Nuqa était là, agenouillé de l’autre côté de la clôture, ses mains réconfortantes posées sur le flanc du renne qui gisait devant lui sur la neige molle. Le corps de la bête tremblait violemment, ses flancs se soulevaient à un rythme saccadé, chaque souffle labourant l’air d’un râle étouffé. Un de ses bois, fendu à la base, s’était brisé dans sa chute.
Anka pénétra à l’intérieur de l’enclos et s’accroupit, silencieuse, devant le bois brisé ; elle l’effleura avec un air impénétrable. Quant à Nuqa, il examinait la bête fébrilement. Ses mains fouillaient le pelage dense, palpant ses côtes, son cou, observant la couleur de ses muqueuses, cherchant quelque chose, n’importe quoi, qui expliquerait cet état. Mais il ne trouva rien.
Un autre éleveur se mit à genou à côté de Nuqa et examina les membres de l’animal.
« Il n’est pas blessé, » conclut-il.
« C’est le deuxième. Les symptômes se ressemblent… » répondit Nuqa en décochant un regard sombre à Anka.
Il s’adressa au groupe d’éleveurs :
« On doit l’isoler du troupeau. Tout de suite. »
L’annonce fit tomber un silence pesant. Le regard des éleveurs glissa ensuite du renne malade au troupeau distant.
Les rennes regroupés de l’autre côté de l’enclos venaient de se figer, comme s’ils guettaient un signal pour fuir. Au premier coup d’œil, rien ne semblait hors du commun. Ces bêtes-là étaient effrayées mais en bonne forme. Puis Anka aperçut les signes. Elle se redressa, les traits fermés, et se concentra davantage. Le fond de ses globes oculaires pulsait. Elle vit que quelques rennes haletaient, leurs flancs se soulevant trop rapidement pour des bêtes au repos, même après une frayeur. D’autres gardaient la tête quelques degrés trop bas, un déséquilibre presque imperceptible qui trahissait une faiblesse.
Les pensées d’Anka se firent plus nettes : le premier renne, puis le deuxième, et maintenant, un troupeau d’une tribu-sœur. Elle comprit qu’un mal invisible avait déferlé sur les Nivuuq, plus dangereux et sournois qu’un Quma’roq.
Le démon d’écailles, lui, pouvait être combattu au harpon.

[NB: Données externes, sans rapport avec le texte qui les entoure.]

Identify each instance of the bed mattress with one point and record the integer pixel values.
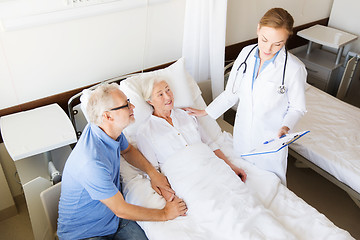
(333, 143)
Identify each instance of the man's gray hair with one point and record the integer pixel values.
(100, 101)
(148, 86)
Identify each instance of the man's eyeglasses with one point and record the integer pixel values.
(117, 108)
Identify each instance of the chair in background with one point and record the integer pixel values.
(50, 200)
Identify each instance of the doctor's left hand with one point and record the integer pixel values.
(159, 181)
(283, 130)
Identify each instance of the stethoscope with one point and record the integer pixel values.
(281, 89)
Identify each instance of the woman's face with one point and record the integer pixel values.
(162, 98)
(270, 41)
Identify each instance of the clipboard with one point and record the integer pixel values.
(275, 145)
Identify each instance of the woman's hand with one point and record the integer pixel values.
(195, 112)
(174, 208)
(283, 130)
(240, 172)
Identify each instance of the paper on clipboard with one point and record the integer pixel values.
(275, 145)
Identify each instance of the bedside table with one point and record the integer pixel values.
(29, 136)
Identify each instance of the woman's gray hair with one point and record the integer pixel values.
(100, 101)
(148, 86)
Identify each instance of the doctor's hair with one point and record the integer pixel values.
(100, 101)
(148, 86)
(278, 18)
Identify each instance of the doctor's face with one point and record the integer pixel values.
(162, 98)
(270, 41)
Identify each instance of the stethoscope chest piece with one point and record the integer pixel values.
(281, 89)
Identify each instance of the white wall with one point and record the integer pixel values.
(42, 61)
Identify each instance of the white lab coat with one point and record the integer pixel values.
(262, 111)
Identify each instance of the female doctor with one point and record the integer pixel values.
(268, 83)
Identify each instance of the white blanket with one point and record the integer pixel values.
(221, 206)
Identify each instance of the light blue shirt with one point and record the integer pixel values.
(257, 64)
(91, 173)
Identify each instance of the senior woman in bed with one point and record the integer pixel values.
(169, 130)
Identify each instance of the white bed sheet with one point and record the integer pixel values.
(333, 143)
(216, 214)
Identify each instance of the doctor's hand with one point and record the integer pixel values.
(174, 208)
(195, 112)
(283, 130)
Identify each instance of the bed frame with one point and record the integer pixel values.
(301, 161)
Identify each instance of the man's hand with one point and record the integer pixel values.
(159, 181)
(175, 208)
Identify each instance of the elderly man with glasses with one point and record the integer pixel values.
(91, 203)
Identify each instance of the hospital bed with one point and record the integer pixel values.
(332, 148)
(302, 220)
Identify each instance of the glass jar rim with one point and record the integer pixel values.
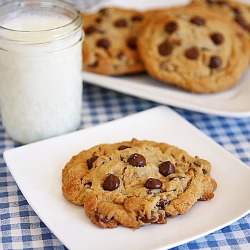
(20, 6)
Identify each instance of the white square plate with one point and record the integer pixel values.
(37, 168)
(233, 103)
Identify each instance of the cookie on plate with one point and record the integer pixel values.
(110, 43)
(194, 49)
(144, 183)
(73, 187)
(233, 10)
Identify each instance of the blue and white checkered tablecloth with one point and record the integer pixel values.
(21, 228)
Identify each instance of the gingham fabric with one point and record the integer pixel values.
(21, 228)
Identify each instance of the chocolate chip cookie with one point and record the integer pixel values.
(233, 10)
(140, 182)
(80, 165)
(110, 43)
(194, 49)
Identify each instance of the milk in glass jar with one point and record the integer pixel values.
(40, 68)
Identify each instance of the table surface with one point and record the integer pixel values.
(21, 228)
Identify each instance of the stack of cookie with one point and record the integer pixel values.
(202, 48)
(136, 183)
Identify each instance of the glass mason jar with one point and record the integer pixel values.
(40, 68)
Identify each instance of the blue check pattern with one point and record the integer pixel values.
(21, 228)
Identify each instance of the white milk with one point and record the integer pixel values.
(40, 75)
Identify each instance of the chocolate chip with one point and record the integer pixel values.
(111, 183)
(217, 38)
(120, 23)
(146, 220)
(98, 20)
(165, 48)
(199, 21)
(91, 161)
(103, 43)
(171, 27)
(137, 160)
(103, 11)
(152, 183)
(236, 11)
(218, 2)
(89, 30)
(137, 18)
(131, 42)
(166, 168)
(197, 163)
(162, 203)
(215, 62)
(123, 147)
(192, 53)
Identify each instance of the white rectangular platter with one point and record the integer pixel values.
(232, 103)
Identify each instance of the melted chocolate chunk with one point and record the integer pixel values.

Anka entendit les murmures d’angoisse reprendre autour d’elle, les questions s’entrechoquer, mais tout cela lui paraissait lointain, comme si ses conduits auditifs étaient obstrués.
Elle leva les yeux vers le ciel. La lumière pâle de l’été polaire baignait les enclos d’une clarté suave. Elle songea un instant aux pluviers dorés qu’elle avait vus plus tôt, leur vol chaotique troublant l’azur.
Quelque chose avait fracturé le Nord. Une brèche fine et insaisissable, mais suffisante pour ébranler l’existence de tous les Nivuuq.